Just got to talk to Cash on Skype. He looks PERFECT. So beautiful, so clever, so grown-up. He was very attentive to me - he smiled when he saw me and signed "love" and "mommy" when I asked him to. I sang to him and I took the computer around to all his favorite toys so he could say hi and I bounced on the bed just like he does himself. He looked so beautiful...

We are halfway through his 3 weeks with Josh. Mom and I went to Charleston last weekend, just for something to do, which was lovely. It was especially lovely to visit without Cash - he doesn't enjoy sightseeing, he is still too little to walk long distances, and I don't like sticking him in the stroller for long periods.
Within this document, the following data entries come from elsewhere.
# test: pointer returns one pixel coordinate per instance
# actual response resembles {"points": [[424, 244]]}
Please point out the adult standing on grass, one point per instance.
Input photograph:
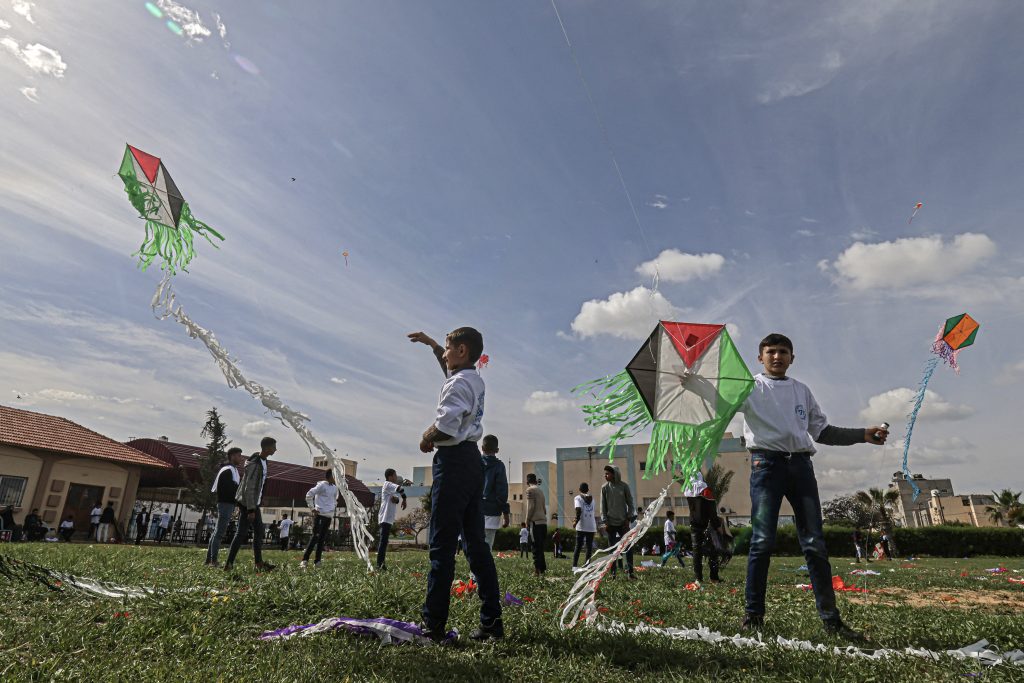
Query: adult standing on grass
{"points": [[616, 512], [457, 494], [323, 500], [780, 419], [585, 524], [107, 519], [249, 497], [285, 530], [141, 522], [537, 518], [94, 515], [496, 491], [391, 495], [225, 485]]}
So the trip was a good thing to do without him; however, it is only something to do to keep me occupied until he comes back. It is weird having him gone - in some ways, it is awesome - I sleep until 10:00, I read, I exercise - but mostly it is awful - he is the whole point of my life. All of my much cherished free moments are only precious because of the time spent with him. When all my time is free, like it is right now, I miss the form and meaning he gives to my life. I am so grateful for his existence and the meaning he gives to my existence.

That really sounds cheesy. And believe me, there are evenings when Cash is home, when I am running around like a maniac trying to get things done, that I would love an hour to myself. But I am self aware enough to know that I prefer stealing an hour here and there from my time with Cash to endless hours without him.